As the recent breakdown in talks between North Korea and the US reminds us, the demolition of the guard posts did not herald rapprochement. “It’s just something no Korean can ignore. My tower is a statement of a historical situation – the separation,” she says.

The LED messages are taken from Nasa communications, but will mean little to most people. “I try to understand the need for certain scientific inventions,” she says. “The earth’s axial tilt only exists if there is a standard for what’s straight. Do you feel tilt? Of course not. My sculpture questions this kind of story.”

Scale of Tongue (2017-18). Photo: Lee Bul

She is no Luddite. “Science and progress is always there and while I am scared about how we are trapped by technology, I am also aware that there has always been technological advancement that is really scary for each generation,” she says.

“Without hope we do not feel fear. Thinking about ideals means there’s hope.”

She was fairly forthcoming talking about the Aubade, but one sensed a real reticence when we moved on to Scale of Tongue.

The horror of witnessing on live television the failed rescue attempt of the ship – full mostly of secondary school children – after it had been abandoned by its captain remains fresh five years later, she says. She suggests that making the artwork was an attempt to understand the complex emotions that the incident stirred up across the country.

“It’s not just the horror. Today, we are still in that moment. It’s not over. We feel. I feel. Also, we know. And I know. I can’t do anything to change it. I am not powerful. But I had to do something,” she says.

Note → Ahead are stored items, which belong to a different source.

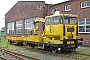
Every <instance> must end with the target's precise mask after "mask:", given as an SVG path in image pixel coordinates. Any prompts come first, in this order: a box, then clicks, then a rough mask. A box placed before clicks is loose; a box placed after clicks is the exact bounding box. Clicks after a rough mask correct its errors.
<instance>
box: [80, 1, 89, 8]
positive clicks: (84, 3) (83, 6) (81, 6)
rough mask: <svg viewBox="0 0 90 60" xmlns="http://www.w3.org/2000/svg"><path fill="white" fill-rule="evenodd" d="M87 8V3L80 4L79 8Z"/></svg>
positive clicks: (87, 4)
mask: <svg viewBox="0 0 90 60" xmlns="http://www.w3.org/2000/svg"><path fill="white" fill-rule="evenodd" d="M87 7H89V1H85V2H81V8H87Z"/></svg>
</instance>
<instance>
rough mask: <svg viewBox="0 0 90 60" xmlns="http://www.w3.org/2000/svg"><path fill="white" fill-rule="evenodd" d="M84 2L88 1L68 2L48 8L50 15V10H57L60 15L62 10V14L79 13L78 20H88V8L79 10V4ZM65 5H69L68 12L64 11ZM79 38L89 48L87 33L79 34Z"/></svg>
mask: <svg viewBox="0 0 90 60" xmlns="http://www.w3.org/2000/svg"><path fill="white" fill-rule="evenodd" d="M84 1H89V0H70V1H66V2H62V3H59V4H55V5H52V6H50V15H52V10H53V9H55V8H57V10H58V11H59V12H60V13H62V10H64V13H67V14H76V15H78V12H79V18H90V7H87V8H81V2H84ZM67 5H71V10H70V11H65V6H67ZM89 29H90V28H89ZM79 38H83V39H84V41H83V45H85V46H90V44H89V43H90V34H89V33H79Z"/></svg>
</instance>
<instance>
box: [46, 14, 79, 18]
mask: <svg viewBox="0 0 90 60" xmlns="http://www.w3.org/2000/svg"><path fill="white" fill-rule="evenodd" d="M53 16H63V14H55V15H50V16H46V17H45V18H47V17H53ZM64 16H70V17H76V18H78V15H74V14H64Z"/></svg>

She seemed itching to talk about why she chose the tongue as an image, but she didn’t want to say too much. “Perhaps people should ask why I used ‘scale’ in the title. The scale of language and civilisation maybe?” she hesitatingly suggests.

She says she will be coming to Hong Kong in June for the opening of “Five Artists: Sites Encountered”, a group exhibition in which artists were asked to respond to the M+ Pavilion space in the West Kowloon Cultural District. Lee says she will be showing maquettes of her large-scale sculptures. We will be on hand to question her further about her practice.